[Date Prev][Date Next][Thread Prev][Thread Next][Date Index][Thread Index]
Re: test-fdutimensat racy?
From: |
Pádraig Brady |
Subject: |
Re: test-fdutimensat racy? |
Date: |
Tue, 21 May 2013 15:02:59 +0100 |
User-agent: |
Mozilla/5.0 (X11; Linux x86_64; rv:17.0) Gecko/20130110 Thunderbird/17.0.2 |
On 05/21/2013 01:52 PM, Bernhard Voelker wrote:
>> 05/03/2013 10:37 AM, Bernhard Voelker wrote:
>> I.e., the numbers did not went significantly down for that non-VM system. ;-/
>
> Playing with the code a bit and testing on various VMs (where the race
> showed up most probably), it turned out that the multiplier for the nap()
> delay is not sufficient. Changing it from 1.125 to 3 seemed to make the
> tests quite stable. However, avoiding the race completely would be much
> nicer.
>
> What do you think about the following approach?
>
> Have a nice day,
> Berny
>
>
>>From 39f5cb30bb70bbf43741bcad6d30890c34412d75 Mon Sep 17 00:00:00 2001
> From: Bernhard Voelker <address@hidden>
> Date: Tue, 21 May 2013 14:42:42 +0200
> Subject: [PATCH] tests/nap.h: avoid race
>
> The recent change in nap.h (5191133e) decreased the probability of lost
> races to about a third, however such problems could still be observed
> in virtual machines and openSUSE's OBS.
>
> Instead of calulating the nap() time once and using it (together with
> a small correction multiplier), avoid the race alltogether by verifying
> on a reference file whether a timestamp difference has happened.
>
> * tests/nap.h (nap_works): Change return value to bool. Change passing
> the old file's status by value instead of by reference as this function
> does no longer update that timestamp; rename the function argument from
> st to old_st. Remove the local variables cdiff and mdiff because that
> function now returns true/false instead of the precise delay.
> (guess_delay): Remove function.
> (nap): Instead of re-using the delay which has been calulated during the
> first call, avoid the race by actually verifying that a timestamp
> difference can be observed on the current file system. Use an adaptive
> approach for the delay to minimize execution time. Assert that the
> maximum delay is <= 2 seconds.
> ---
> tests/nap.h | 103
> +++++++++++++++++++++++-------------------------------------
> 1 file changed, 40 insertions(+), 63 deletions(-)
>
> diff --git a/tests/nap.h b/tests/nap.h
> index d8dbad2..09046a8 100644
> --- a/tests/nap.h
> +++ b/tests/nap.h
> @@ -20,6 +20,7 @@
> # define GLTEST_NAP_H
>
> # include <limits.h>
> +#include <stdbool.h>
>
> /* Return A - B, in ns.
> Return 0 if the true result would be negative.

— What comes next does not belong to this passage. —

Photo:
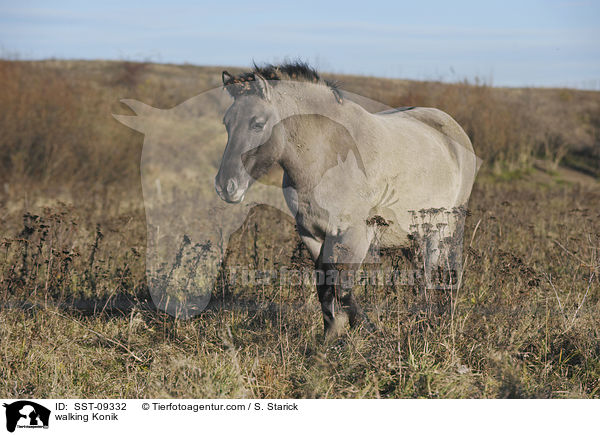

> @@ -53,86 +54,62 @@ get_stat (int fd, struct stat *st, int do_write)
> }
>
> /* Given a file whose descriptor is FD, see whether delaying by DELAY
> - nanoseconds causes a change in a file's time stamp. *ST is the
> - file's status, recently gotten. Update *ST to reflect the latest
> - status gotten. If successful, return the needed delay, in
> - nanoseconds as determined by the observed time stamps; this may be
> - greater than DELAY if we crossed a quantization boundary. If
> - unsuccessful, return 0. */
> -static int
> -nap_works (int fd, int delay, struct stat *st)
> + nanoseconds causes a change in a file's time stamp. OLD_ST is the
> + file's status, recently gotten. */
> +static bool
> +nap_works (int fd, int delay, struct stat old_st)
> {
> - struct stat old_st = *st;
> + struct stat st;
> struct timespec delay_spec;
> - int cdiff, mdiff;
> delay_spec.tv_sec = delay / 1000000000;
> delay_spec.tv_nsec = delay % 1000000000;
> ASSERT (nanosleep (&delay_spec, 0) == 0);
> - get_stat (fd, st, 1);
> + get_stat (fd, &st, 1);
>
> /* Return the greater of the ctime and the mtime differences, or
> zero if it cannot be determined, or INT_MAX if either overflows. */
> - cdiff = diff_timespec (get_stat_ctime (st), get_stat_ctime (&old_st));
> - if (cdiff != 0)
> - {
> - mdiff = diff_timespec (get_stat_mtime (st), get_stat_mtime (&old_st));
> - if (mdiff != 0)
> - return cdiff < mdiff ? mdiff : cdiff;
> - }
> - return 0;
> -}
> + if ( diff_timespec (get_stat_ctime (&st), get_stat_ctime (&old_st))
> + && diff_timespec (get_stat_mtime (&st), get_stat_mtime (&old_st)))
> + return true;
>
> -static int
> -guess_delay (void)
> -{
> - /* Try a 1-ns sleep first, for speed. If that doesn't work, try 100
> - ns, 1 microsecond, 1 ms, etc. xfs has a quantization of about 10
> - milliseconds, even though it has a granularity of 1 nanosecond,
> - and NTFS has a default quantization of 15.25 milliseconds, even
> - though it has a granularity of 100 nanoseconds, so 15.25 ms is a
> - good quantization to try. If that doesn't work, try 1 second.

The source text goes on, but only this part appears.